With the new formatting bar, there no longer seems to be the “collection” functionality for creating multi-chapter publications. Am I missing something?
Also, I cannot create a dropdown menu in the Navigation section of my community’s Details page.
With the new formatting bar, there no longer seems to be the “collection” functionality for creating multi-chapter publications. Am I missing something?
Also, I cannot create a dropdown menu in the Navigation section of my community’s Details page.
A colleague shared with me this response from Gabe S. on your team about Collections:
The way content is organized now is using a combination of Tags, for organizing Pubs, and Pages, which allow you to create Pub Blocks to lay out collections of Pubs. There are lots of ways you can use Tags and Pages, depending on your use case. For example, you could display multiple Blocks on a single page if you wanted to create a library of categorized content. Or you could create a table of contents for a book or journal issue by creating a single Page with a single Block that displays just one Tag. To get started, click Manage in the top right of your community and start playing with Tags and Pages. Section 7 of the walkthrough contains more info.
What impact does this have on the “Cite” feature then? For example, using Collections, this report has a single citation even though it has multiple sections. And does this also mean that an editor of a multi-sectioned (now multi-Pub) essay has to take care to repeatedly add the same contributors to each of the individual publications?

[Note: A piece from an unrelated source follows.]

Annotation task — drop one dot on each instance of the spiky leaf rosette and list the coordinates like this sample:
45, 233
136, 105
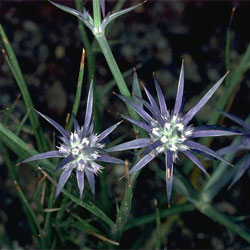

I completely see the benefits of the new system in aggregating Pubs into a journal or book, but it still leaves the problem of how to deal with content that technically falls under a single citation/publication but - for readability - benefits from having some way of breaking it into paginated sections.
Thanks for the feedback! As you can tell, we’re currently thinking through how to solve the problem of doing sane collections, both for multi-article collections like journals and single-article collections like books with chapters. It’s been a surprisingly tough challenge on both technical and philosophical levels, but, as you’ll see below, I think we’ve come up with a pretty good way of managing it that we’ll be introducing in the coming weeks.
We’d love to hear if they’ll address your needs or if you have additional ideas.
We’re planning to address this by adding some citation settings to the Tag object. So, when you create a tag, you’ll be able to specify what type of collection it is (DOI, for example, allows you to specify book, journal, conference proceedings, review, etc.) and add the proper metadata. When people go to cite the collection, it will then format it properly given the setting in the Tag. This will have the added benefit of allowing you to include a Pub in multiple collections – say, a journal issue and a year-end best-of collection, and allow people to cite it from the right collection for their purposes.
We hadn’t thought about this, but it’s a great point, and we’ll take it into account as we build this out. I don’t think it makes a lot of sense to do this at the tag level, since a large percentage of the time you will want different authors on each pub. We have had requests for bulk pub management, and we can certainly implement some tools for adding contributors in bulk there. I think we might also consider a tool that makes it easy to split a long pub into multiple ones, copying contributors and so on.
Right now, we’re also planning to add ordering as an option to the Tag object. So, as an admin you’d be able to see all the Pubs under a given tag and specify an order for them. As a reader, you’ll see next and previous links when you read the Pub. We’ll probably also give admins a few different display options for those links – some that feel more book-like, others that feel more journal-like.
Sorry about that. This is a known issue that we will have a fix for this week.
The fix for this is now live - thanks for catching it!